Pour réussir, la pédagogie dans l’action doit être un souci de tous les instants. La peur, l’angoisse, la colère et malheureusement le complotisme travaillent la société française depuis des mois. Il faut tout partager, mieux partager des informations sur la pandémie et des résultats obtenus (ou non) pour la maîtriser. C’est la responsabilité du gouvernement. Il faut une parole simple, claire, juste et régulière. Elle manque souvent. Une décision n’est efficace que lorsqu’elle est comprise. Pourquoi doit-on porter le masque dans une rue, mais pas dans l’autre ? Comment accepter que tous les festivals de l’été aient été annulés, laissant le monde de la culture dans un état de sinistre avancé, quand 12 000 spectateurs un jour, 9 000 spectateurs un autre, se massent au Puy-du-Fou ? A défaut de justification, le sentiment de « deux poids, deux mesures » prospère et il est ravageur pour la lisibilité de l’action publique, pour son acceptabilité et pour le moral des Français.

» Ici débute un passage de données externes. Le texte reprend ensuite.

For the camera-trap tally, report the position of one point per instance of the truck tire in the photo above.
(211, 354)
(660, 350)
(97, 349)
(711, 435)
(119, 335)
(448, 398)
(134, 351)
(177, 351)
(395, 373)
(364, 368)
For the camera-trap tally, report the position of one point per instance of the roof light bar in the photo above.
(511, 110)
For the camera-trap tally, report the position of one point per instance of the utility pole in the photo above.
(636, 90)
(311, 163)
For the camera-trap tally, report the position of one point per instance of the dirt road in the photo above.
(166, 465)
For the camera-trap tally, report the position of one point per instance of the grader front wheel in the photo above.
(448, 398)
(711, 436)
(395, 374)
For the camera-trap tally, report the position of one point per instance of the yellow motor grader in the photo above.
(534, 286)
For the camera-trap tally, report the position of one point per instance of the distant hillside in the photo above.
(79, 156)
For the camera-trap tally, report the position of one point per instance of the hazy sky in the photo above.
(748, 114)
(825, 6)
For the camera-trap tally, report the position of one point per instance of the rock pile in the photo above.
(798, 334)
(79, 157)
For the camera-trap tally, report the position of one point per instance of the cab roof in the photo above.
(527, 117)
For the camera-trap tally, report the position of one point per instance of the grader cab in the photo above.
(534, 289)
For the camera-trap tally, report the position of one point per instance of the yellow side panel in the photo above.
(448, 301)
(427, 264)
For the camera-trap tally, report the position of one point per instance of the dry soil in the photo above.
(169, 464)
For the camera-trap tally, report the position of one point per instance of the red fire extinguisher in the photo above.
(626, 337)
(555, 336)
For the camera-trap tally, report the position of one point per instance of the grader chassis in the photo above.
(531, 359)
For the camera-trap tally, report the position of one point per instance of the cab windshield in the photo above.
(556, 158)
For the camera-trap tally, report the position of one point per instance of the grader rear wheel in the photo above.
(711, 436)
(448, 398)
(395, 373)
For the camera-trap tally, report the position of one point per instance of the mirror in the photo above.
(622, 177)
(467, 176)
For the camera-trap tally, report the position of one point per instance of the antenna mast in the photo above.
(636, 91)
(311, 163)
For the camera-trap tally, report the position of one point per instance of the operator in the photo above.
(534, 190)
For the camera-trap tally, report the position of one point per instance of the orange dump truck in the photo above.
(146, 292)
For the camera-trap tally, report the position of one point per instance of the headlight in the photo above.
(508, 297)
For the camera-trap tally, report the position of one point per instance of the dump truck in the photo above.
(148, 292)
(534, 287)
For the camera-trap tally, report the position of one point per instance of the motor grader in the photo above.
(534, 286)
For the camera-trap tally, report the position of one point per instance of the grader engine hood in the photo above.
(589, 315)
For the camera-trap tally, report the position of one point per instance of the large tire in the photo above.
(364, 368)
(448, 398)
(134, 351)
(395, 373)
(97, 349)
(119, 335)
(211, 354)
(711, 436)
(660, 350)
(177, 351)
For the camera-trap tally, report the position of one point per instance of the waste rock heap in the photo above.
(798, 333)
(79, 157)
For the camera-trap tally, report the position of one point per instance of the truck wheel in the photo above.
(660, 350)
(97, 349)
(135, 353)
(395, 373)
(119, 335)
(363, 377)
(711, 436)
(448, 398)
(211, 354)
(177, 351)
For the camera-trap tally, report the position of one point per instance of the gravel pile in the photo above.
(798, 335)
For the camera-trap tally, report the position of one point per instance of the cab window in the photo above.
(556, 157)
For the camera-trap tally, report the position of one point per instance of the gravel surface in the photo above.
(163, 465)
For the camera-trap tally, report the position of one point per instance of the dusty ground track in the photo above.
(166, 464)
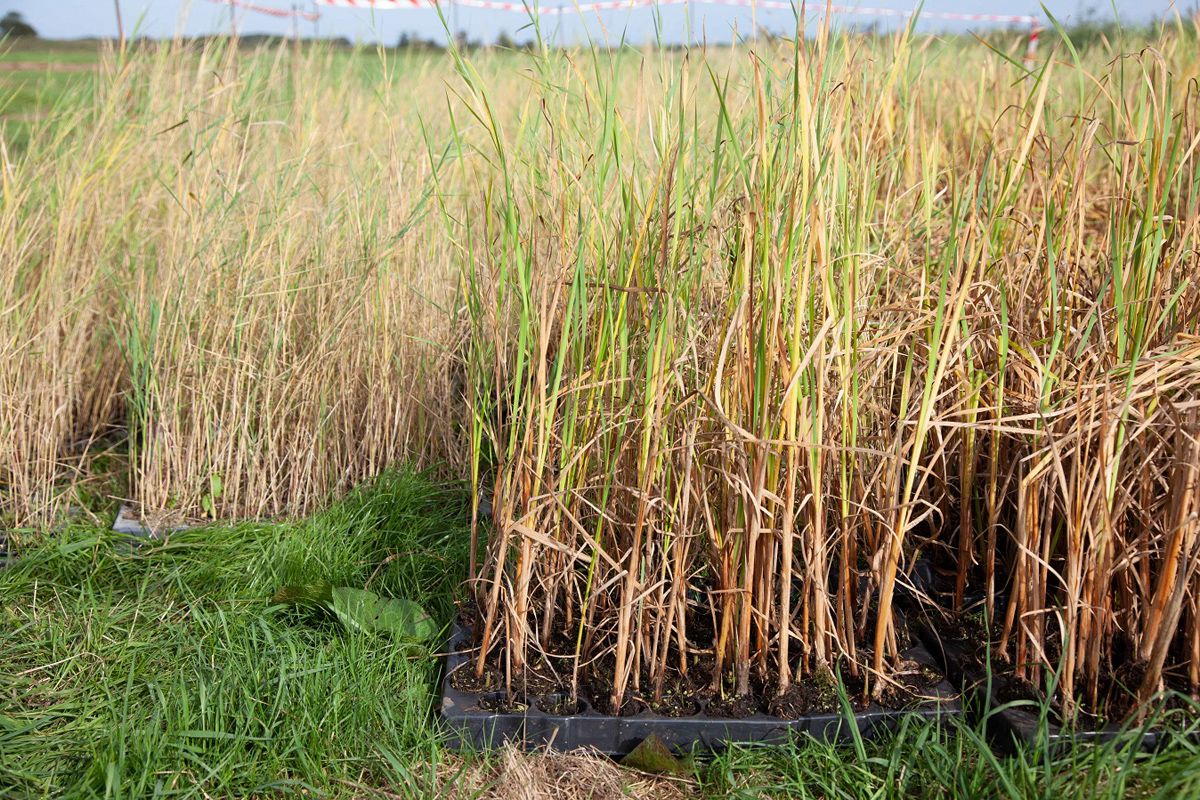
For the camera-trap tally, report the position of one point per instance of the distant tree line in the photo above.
(13, 24)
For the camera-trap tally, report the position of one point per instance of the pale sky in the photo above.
(162, 18)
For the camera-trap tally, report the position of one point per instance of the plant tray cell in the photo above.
(1017, 726)
(469, 725)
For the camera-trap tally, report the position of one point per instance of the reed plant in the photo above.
(760, 336)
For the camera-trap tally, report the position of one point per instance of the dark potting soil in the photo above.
(691, 693)
(967, 639)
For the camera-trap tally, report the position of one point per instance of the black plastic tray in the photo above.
(469, 726)
(1012, 726)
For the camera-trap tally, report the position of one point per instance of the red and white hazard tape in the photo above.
(607, 5)
(616, 5)
(275, 12)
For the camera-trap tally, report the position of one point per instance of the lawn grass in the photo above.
(166, 671)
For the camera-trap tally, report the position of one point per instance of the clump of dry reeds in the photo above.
(778, 325)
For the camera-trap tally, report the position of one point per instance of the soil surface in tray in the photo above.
(689, 693)
(967, 639)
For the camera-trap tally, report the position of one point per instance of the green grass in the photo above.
(166, 671)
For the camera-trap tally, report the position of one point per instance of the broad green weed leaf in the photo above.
(365, 611)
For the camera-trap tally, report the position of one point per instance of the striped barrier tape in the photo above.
(275, 12)
(609, 5)
(616, 5)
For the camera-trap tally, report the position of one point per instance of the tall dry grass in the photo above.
(229, 257)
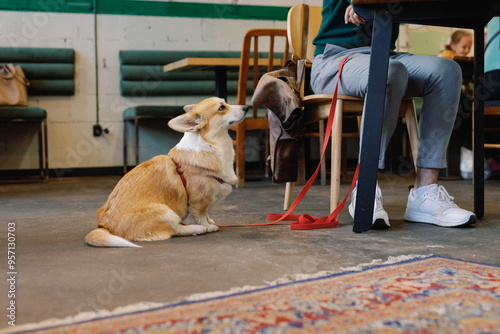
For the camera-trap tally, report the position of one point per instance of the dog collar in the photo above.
(181, 174)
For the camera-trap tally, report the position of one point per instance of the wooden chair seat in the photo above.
(317, 106)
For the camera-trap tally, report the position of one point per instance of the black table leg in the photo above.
(373, 116)
(221, 82)
(478, 122)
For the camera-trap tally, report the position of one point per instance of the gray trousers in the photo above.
(437, 80)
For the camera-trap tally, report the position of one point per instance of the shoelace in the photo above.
(379, 202)
(444, 197)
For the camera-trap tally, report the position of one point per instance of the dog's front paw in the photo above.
(212, 228)
(191, 229)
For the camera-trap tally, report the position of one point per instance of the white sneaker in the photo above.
(380, 216)
(433, 205)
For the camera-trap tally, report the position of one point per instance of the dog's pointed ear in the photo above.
(189, 107)
(188, 122)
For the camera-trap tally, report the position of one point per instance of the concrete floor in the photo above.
(59, 275)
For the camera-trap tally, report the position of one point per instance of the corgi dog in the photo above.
(152, 200)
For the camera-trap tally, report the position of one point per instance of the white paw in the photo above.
(212, 228)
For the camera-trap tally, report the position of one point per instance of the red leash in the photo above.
(305, 221)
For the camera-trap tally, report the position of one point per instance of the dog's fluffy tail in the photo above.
(103, 238)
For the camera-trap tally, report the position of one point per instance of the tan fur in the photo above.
(150, 202)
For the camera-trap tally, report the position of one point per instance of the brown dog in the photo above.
(151, 201)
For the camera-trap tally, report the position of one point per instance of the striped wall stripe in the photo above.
(150, 8)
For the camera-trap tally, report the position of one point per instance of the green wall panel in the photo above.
(150, 8)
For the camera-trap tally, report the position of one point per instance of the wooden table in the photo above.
(470, 15)
(219, 65)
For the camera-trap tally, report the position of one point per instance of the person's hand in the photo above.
(352, 17)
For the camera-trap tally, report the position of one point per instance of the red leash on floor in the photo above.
(305, 221)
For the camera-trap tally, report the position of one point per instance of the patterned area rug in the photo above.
(425, 295)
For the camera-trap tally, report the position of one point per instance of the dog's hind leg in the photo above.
(159, 222)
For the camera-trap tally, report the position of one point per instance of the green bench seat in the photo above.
(50, 71)
(142, 76)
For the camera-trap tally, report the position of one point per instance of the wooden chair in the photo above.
(302, 26)
(252, 57)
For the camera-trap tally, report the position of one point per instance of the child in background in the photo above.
(459, 44)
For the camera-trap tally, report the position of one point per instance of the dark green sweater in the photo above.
(333, 29)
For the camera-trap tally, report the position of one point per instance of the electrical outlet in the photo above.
(97, 130)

La pédagogie requiert l’explication et l’écoute. Tant pour la crise sanitaire que pour la crise économique et sociale. Un effort immense a été annoncé aujourd’hui sous la forme d’un plan de relance de 100 milliards d’Euros, dont 40 milliards provenant de l’Union européenne. Il faut le saluer. Autant d’emplois que possible doivent pouvoir être sauvés, notamment par le recours au chômage partiel et à l’activité partielle de longue durée. Cependant, il faut aussi agir stratégiquement par l’investissement et le développement massif de la formation afin d’aller le plus possible vers des secteurs d’avenir riches en emplois, en particulier pour la transition écologique et énergétique. Le plan de relance ne peut servir à maintenir l’économie française dans la situation d’avant-crise. Paradoxalement, il constitue, dans l’épreuve que nous traversons, une opportunité qui commande de hiérarchiser les priorités. Cela aussi, il est important de l’expliquer et de le justifier.

Il y a un an, il y a même 6 mois encore, jamais nous n’aurions imaginé une telle crise. Elle rebat toutes les cartes de l’action publique, requiert l’engagement européen et international, oblige aussi à reconsidérer des choix politiques antérieurs. Une chose par contre n’a pas changé : c’est le mal-être de la société française, cette peur sourde qu’alimente le sentiment ou la crainte de la relégation sociale, territoriale ou générationnelle. La crise le met désormais à nu. L’explosion peut venir de la coagulation des souffrances. Il faut le savoir. Il faut y répondre, loin de la verticalité d’une gouvernance distante, sur le terrain, par une parole simple et modeste, dans l’action et plus que tout par le résultat. Il s’agit de donner confiance, sans la décréter, en la construisant. Les mois à venir seront décisifs. L’été reviendra, d’autres jours aussi, heureux je le souhaite. J’espère que mon dernier virage l’an prochain sera autre, parce que nous aurons su tourner favorablement la page de cette année sans pareille.